Hasta las instituciones quisieron rendir su propio homenaje a esa mediterraneidad levantando su particular cubo blanco junto al mar. En esa Villa Mediterranée que parece un moderno laboratorio de pruebas ha encontrado su sitio el prestigioso Festival Internacional de Cine de Marsella (FID), un encuentro anual que se ha ganado un nombre en el panorama cinéfilo por su arriesgada programación y su insobornable compromiso político. Hace ya varias ediciones dejó atrás la palabra documental en su enunciado, lo que le permitió abrirse a nuevos lenguajes y enriquecer aún más su propuesta. Esta apertura ha permitido, por ejemplo, que en los últimos años se haya podido ver allí ciclos de Hong Sang-Soo o de Roger Corman, el homenajeado este año.
Tres días pude estar este año en Marsella. Tres días calurosos, intensos, alguno azotado por el inclemente viento Mistral, lo que condicionaba la ubicación del bar del festival (una carpa junto al puerto), pero te obligaba a estar más tiempo en las salas de cine.
Casi un mes después, ya en Barcelona, pretendo hilar las películas que vi en Marsella, y mientras retomo mis notas me percato de la enorme y variopinta diversidad que traje conmigo: paisajes en Siberia, países remotos como Afganistán, campos de refugiados en Calais, favelas brasileñas… El FID este año ha vuelto a viajar por terrenos desconocidos, por territorios que quedan fuera de los mapas. Las temáticas narrativas comprometidas encuentran aquí también un compromiso con el cine: no importa solo qué vamos a contar, sino cómo lo haremos. Me viene a la mente una idea que siempre relaciono con el cine de Jean Rouch: intentar desterrar los defectos de la antropología tradicional, basada en esa exploración clásica de tintes coloniales, y buscar vías hacía una antropología compartida, en la que exista un proceso de intercambio entre el que llega y el que habita.

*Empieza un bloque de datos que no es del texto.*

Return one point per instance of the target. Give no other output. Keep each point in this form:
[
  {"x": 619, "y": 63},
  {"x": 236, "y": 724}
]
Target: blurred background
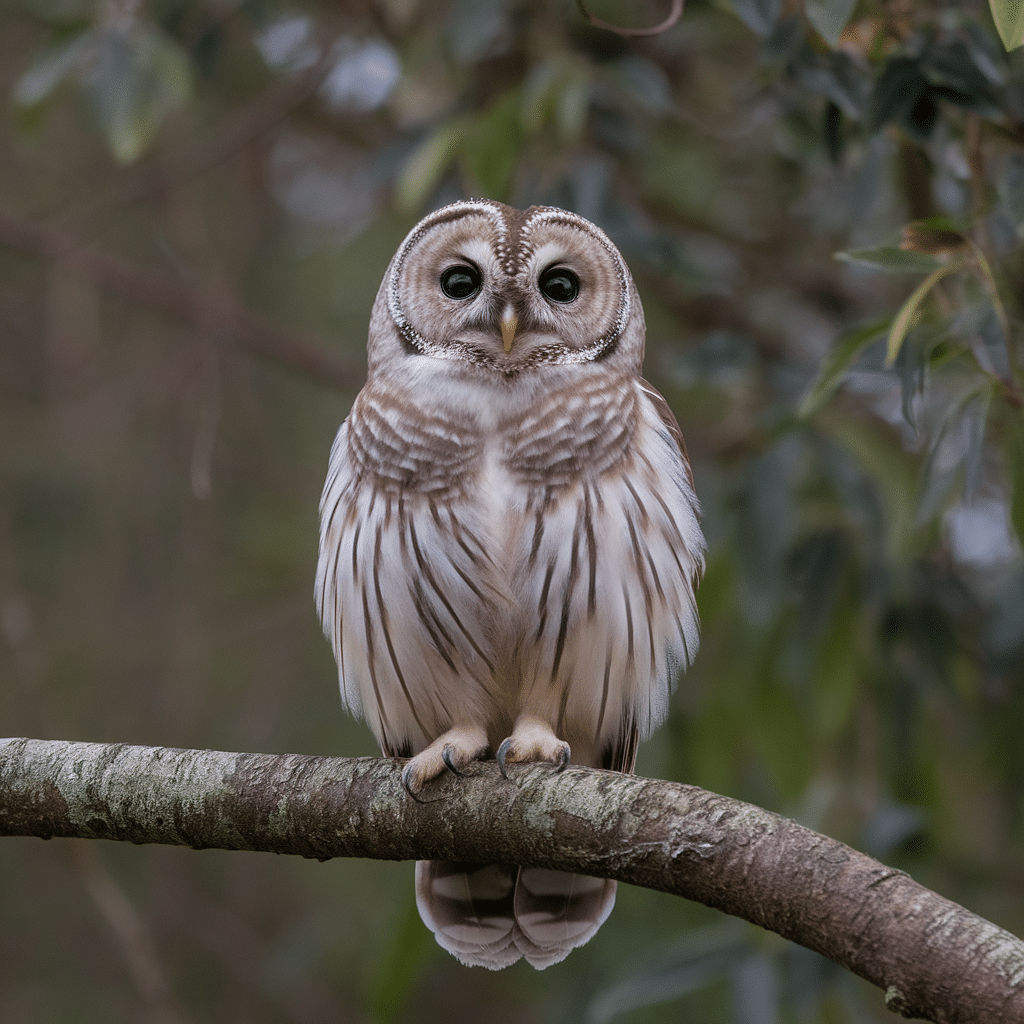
[{"x": 198, "y": 201}]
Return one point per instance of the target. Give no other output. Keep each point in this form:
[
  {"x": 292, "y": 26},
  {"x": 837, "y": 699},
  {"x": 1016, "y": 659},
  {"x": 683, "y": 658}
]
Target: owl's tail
[{"x": 491, "y": 914}]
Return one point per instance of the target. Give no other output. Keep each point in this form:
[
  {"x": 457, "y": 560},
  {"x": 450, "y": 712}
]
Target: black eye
[
  {"x": 559, "y": 285},
  {"x": 460, "y": 282}
]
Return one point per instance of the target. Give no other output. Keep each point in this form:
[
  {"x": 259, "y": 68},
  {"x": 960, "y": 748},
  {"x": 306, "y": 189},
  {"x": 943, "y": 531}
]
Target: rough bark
[{"x": 934, "y": 960}]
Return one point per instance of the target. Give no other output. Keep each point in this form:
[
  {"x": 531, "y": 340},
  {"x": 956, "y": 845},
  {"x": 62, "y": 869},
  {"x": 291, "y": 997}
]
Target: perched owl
[{"x": 509, "y": 540}]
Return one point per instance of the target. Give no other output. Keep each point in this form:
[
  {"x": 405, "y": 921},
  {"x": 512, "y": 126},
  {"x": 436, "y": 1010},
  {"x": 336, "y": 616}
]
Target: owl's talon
[
  {"x": 446, "y": 758},
  {"x": 503, "y": 753}
]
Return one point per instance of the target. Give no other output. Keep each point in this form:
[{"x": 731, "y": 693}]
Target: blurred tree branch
[
  {"x": 210, "y": 315},
  {"x": 935, "y": 960}
]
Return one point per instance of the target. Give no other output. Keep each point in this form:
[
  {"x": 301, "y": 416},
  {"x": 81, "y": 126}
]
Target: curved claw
[
  {"x": 446, "y": 758},
  {"x": 406, "y": 784},
  {"x": 503, "y": 753}
]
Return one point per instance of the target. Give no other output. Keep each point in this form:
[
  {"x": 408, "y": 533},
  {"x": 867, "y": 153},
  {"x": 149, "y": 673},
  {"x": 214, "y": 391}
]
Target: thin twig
[
  {"x": 674, "y": 15},
  {"x": 208, "y": 315}
]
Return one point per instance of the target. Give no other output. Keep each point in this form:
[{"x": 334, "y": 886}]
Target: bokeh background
[{"x": 198, "y": 201}]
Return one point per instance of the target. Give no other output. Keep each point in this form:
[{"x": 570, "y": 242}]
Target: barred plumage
[{"x": 509, "y": 539}]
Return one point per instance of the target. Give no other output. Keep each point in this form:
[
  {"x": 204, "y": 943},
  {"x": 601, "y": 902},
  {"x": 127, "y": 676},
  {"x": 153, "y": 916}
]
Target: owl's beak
[{"x": 509, "y": 322}]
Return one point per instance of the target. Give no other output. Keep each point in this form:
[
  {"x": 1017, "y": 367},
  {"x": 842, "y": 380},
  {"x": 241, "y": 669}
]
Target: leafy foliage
[{"x": 855, "y": 426}]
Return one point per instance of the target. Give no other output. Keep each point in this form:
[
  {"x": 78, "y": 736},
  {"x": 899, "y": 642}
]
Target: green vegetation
[{"x": 854, "y": 423}]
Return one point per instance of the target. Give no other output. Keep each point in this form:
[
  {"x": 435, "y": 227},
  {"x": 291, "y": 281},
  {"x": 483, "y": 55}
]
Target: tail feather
[
  {"x": 469, "y": 909},
  {"x": 557, "y": 911},
  {"x": 491, "y": 914}
]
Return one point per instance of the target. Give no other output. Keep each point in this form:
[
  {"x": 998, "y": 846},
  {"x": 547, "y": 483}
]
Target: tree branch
[
  {"x": 217, "y": 317},
  {"x": 935, "y": 960}
]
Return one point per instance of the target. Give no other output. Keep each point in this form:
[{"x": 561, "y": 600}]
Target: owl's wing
[{"x": 670, "y": 422}]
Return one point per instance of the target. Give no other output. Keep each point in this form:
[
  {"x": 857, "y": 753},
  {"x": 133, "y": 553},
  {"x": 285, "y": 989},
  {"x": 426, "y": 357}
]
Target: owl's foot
[
  {"x": 532, "y": 739},
  {"x": 452, "y": 751}
]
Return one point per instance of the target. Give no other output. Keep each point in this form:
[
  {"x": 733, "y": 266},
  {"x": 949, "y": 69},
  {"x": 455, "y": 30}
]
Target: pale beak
[{"x": 509, "y": 323}]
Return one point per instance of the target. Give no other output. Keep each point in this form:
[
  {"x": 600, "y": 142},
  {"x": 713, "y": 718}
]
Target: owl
[{"x": 509, "y": 544}]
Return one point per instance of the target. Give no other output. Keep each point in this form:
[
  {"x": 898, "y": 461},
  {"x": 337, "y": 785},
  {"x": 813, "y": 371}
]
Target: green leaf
[
  {"x": 49, "y": 71},
  {"x": 426, "y": 166},
  {"x": 896, "y": 92},
  {"x": 492, "y": 146},
  {"x": 1009, "y": 17},
  {"x": 907, "y": 314},
  {"x": 1012, "y": 189},
  {"x": 838, "y": 674},
  {"x": 837, "y": 363},
  {"x": 892, "y": 472},
  {"x": 889, "y": 259},
  {"x": 829, "y": 17},
  {"x": 1015, "y": 466},
  {"x": 135, "y": 79}
]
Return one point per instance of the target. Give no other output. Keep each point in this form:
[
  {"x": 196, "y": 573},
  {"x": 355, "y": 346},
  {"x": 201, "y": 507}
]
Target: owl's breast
[
  {"x": 396, "y": 446},
  {"x": 573, "y": 432}
]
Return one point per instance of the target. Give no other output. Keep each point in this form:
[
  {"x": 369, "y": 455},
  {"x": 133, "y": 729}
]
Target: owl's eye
[
  {"x": 461, "y": 282},
  {"x": 560, "y": 285}
]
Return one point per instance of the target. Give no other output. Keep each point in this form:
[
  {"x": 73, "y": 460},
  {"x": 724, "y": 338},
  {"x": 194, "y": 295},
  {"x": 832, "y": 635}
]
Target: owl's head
[{"x": 505, "y": 291}]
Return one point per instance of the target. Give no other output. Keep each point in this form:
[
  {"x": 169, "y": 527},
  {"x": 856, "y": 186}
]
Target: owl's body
[{"x": 509, "y": 541}]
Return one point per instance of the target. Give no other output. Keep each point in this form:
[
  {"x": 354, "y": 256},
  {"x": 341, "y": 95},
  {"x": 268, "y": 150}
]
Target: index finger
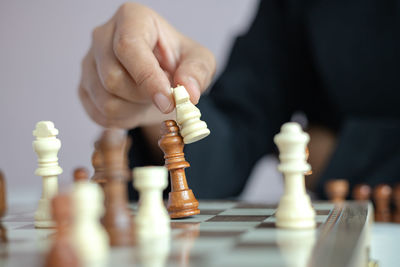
[{"x": 135, "y": 38}]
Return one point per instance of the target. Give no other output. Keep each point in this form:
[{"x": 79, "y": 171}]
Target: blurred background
[{"x": 42, "y": 44}]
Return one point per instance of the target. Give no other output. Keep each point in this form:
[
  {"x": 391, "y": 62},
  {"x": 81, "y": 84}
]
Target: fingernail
[
  {"x": 195, "y": 85},
  {"x": 162, "y": 102}
]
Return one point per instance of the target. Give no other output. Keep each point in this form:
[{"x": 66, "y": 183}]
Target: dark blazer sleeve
[{"x": 243, "y": 110}]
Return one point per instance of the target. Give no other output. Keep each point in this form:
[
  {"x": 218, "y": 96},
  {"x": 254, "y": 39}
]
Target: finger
[
  {"x": 195, "y": 70},
  {"x": 113, "y": 76},
  {"x": 110, "y": 106},
  {"x": 135, "y": 38}
]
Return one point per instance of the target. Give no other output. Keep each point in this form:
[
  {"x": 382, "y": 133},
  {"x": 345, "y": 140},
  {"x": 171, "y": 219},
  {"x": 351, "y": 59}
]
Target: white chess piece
[
  {"x": 152, "y": 219},
  {"x": 46, "y": 146},
  {"x": 188, "y": 117},
  {"x": 294, "y": 210},
  {"x": 88, "y": 236}
]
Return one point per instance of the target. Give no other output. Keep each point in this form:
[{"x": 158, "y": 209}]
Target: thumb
[{"x": 195, "y": 70}]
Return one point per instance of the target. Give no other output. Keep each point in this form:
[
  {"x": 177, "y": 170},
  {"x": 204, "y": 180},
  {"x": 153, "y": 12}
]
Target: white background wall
[{"x": 42, "y": 43}]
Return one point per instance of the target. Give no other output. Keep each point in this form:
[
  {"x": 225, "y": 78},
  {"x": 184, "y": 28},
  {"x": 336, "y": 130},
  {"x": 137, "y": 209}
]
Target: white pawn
[
  {"x": 152, "y": 219},
  {"x": 89, "y": 238},
  {"x": 46, "y": 147},
  {"x": 294, "y": 210},
  {"x": 188, "y": 117}
]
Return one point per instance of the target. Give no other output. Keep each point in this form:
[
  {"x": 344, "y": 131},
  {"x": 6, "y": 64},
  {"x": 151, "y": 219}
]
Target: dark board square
[
  {"x": 266, "y": 225},
  {"x": 237, "y": 218},
  {"x": 210, "y": 212},
  {"x": 255, "y": 206},
  {"x": 323, "y": 212},
  {"x": 255, "y": 245},
  {"x": 218, "y": 234}
]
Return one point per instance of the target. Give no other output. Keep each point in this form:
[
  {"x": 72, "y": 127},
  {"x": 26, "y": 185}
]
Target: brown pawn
[
  {"x": 117, "y": 218},
  {"x": 361, "y": 192},
  {"x": 3, "y": 198},
  {"x": 382, "y": 194},
  {"x": 62, "y": 252},
  {"x": 181, "y": 200},
  {"x": 98, "y": 166},
  {"x": 3, "y": 207},
  {"x": 337, "y": 190},
  {"x": 81, "y": 175},
  {"x": 396, "y": 201}
]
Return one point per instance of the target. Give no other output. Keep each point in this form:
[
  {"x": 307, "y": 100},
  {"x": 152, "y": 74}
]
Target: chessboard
[{"x": 225, "y": 233}]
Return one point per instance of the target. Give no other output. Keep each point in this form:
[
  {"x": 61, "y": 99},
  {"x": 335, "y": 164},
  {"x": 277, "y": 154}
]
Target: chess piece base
[
  {"x": 295, "y": 213},
  {"x": 43, "y": 215},
  {"x": 182, "y": 204}
]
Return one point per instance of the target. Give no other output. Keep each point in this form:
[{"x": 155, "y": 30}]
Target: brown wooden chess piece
[
  {"x": 396, "y": 201},
  {"x": 81, "y": 175},
  {"x": 3, "y": 198},
  {"x": 117, "y": 218},
  {"x": 361, "y": 192},
  {"x": 181, "y": 201},
  {"x": 98, "y": 166},
  {"x": 382, "y": 195},
  {"x": 3, "y": 207},
  {"x": 62, "y": 252},
  {"x": 337, "y": 190}
]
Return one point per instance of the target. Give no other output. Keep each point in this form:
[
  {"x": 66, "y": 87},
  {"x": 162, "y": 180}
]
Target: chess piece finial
[
  {"x": 152, "y": 219},
  {"x": 117, "y": 219},
  {"x": 382, "y": 196},
  {"x": 337, "y": 190},
  {"x": 81, "y": 174},
  {"x": 62, "y": 252},
  {"x": 361, "y": 192},
  {"x": 294, "y": 210},
  {"x": 3, "y": 197},
  {"x": 396, "y": 201},
  {"x": 46, "y": 147},
  {"x": 88, "y": 236},
  {"x": 181, "y": 201},
  {"x": 188, "y": 117}
]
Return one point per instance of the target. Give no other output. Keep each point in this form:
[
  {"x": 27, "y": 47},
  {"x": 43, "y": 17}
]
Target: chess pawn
[
  {"x": 188, "y": 117},
  {"x": 382, "y": 196},
  {"x": 152, "y": 219},
  {"x": 112, "y": 148},
  {"x": 46, "y": 146},
  {"x": 153, "y": 252},
  {"x": 296, "y": 247},
  {"x": 62, "y": 252},
  {"x": 81, "y": 175},
  {"x": 3, "y": 198},
  {"x": 88, "y": 236},
  {"x": 117, "y": 219},
  {"x": 181, "y": 200},
  {"x": 361, "y": 192},
  {"x": 98, "y": 166},
  {"x": 396, "y": 201},
  {"x": 294, "y": 209},
  {"x": 337, "y": 190}
]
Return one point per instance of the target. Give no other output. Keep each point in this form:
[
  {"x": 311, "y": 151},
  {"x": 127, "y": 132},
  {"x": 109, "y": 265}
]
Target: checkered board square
[{"x": 226, "y": 233}]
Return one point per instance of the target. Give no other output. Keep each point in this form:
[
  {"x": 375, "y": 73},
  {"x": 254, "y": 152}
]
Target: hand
[{"x": 134, "y": 60}]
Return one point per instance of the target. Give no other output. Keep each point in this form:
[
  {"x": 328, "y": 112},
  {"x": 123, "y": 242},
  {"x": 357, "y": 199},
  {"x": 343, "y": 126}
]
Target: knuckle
[
  {"x": 143, "y": 76},
  {"x": 123, "y": 44},
  {"x": 110, "y": 108},
  {"x": 111, "y": 81},
  {"x": 200, "y": 67},
  {"x": 96, "y": 32}
]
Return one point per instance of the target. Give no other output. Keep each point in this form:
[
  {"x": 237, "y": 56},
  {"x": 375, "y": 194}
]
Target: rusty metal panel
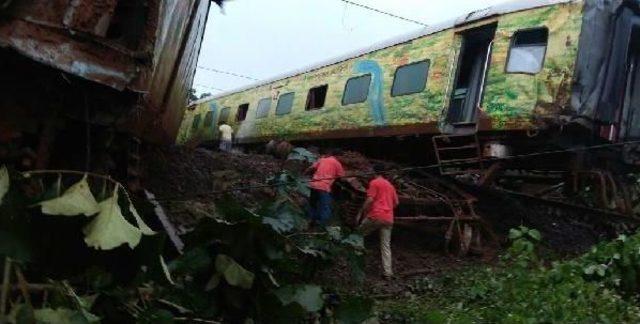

En estos parámetros se mueve 7 veils (2017), la película de la iraní Sepideh Farsi. La directora viaja a Afganistán con su cámara, y su relato deslavazado y espontáneo nos permite vislumbrar apuntes de ese país del que solo tenemos clichés. Los siete velos del título son los que, según la leyenda, recubren el país, los que lo hacen opaco y misterioso. Con fina ironía, a modo de diario y entre lo personal y lo público, la cineasta pasea y dialoga con todo aquel que se encuentra, intentando evitar en todo momento juicios de valor y ofreciendo un mosaico variado y subjetivo de la realidad del país afgano.
Braguino (2017), la cinta francés Clément Cogitore, ganó la Mención Especial del jurado y, ciertamente, fue una de las apuestas más bellas de todas las vistas. Braguino es una zona desconocida de Siberia donde habitan dos clanes enfrentados a los que les separa un río. La película, cuya narrativa se permite jugar —con acierto— con un suspense digno de thriller, de nuevo nos ofrece un terreno poco explorado, aunque aquí la puesta en escena es más cuidada, más preciosista que la anterior. En Braguino se observan con cierto ensimismamiento modos de subsistencia, una naturalidad rayana con la poesía con la que el director consigue hacernos cercano lo extraño. El momento álgido de la película podría ser esa caza del oso a la que asiste Cogitore en primera persona (muy comentada en el festival), pero también los instantes finales, que advienen una expulsión del territorio por parte de especuladores, nuevos conquistadores de traje y corbata.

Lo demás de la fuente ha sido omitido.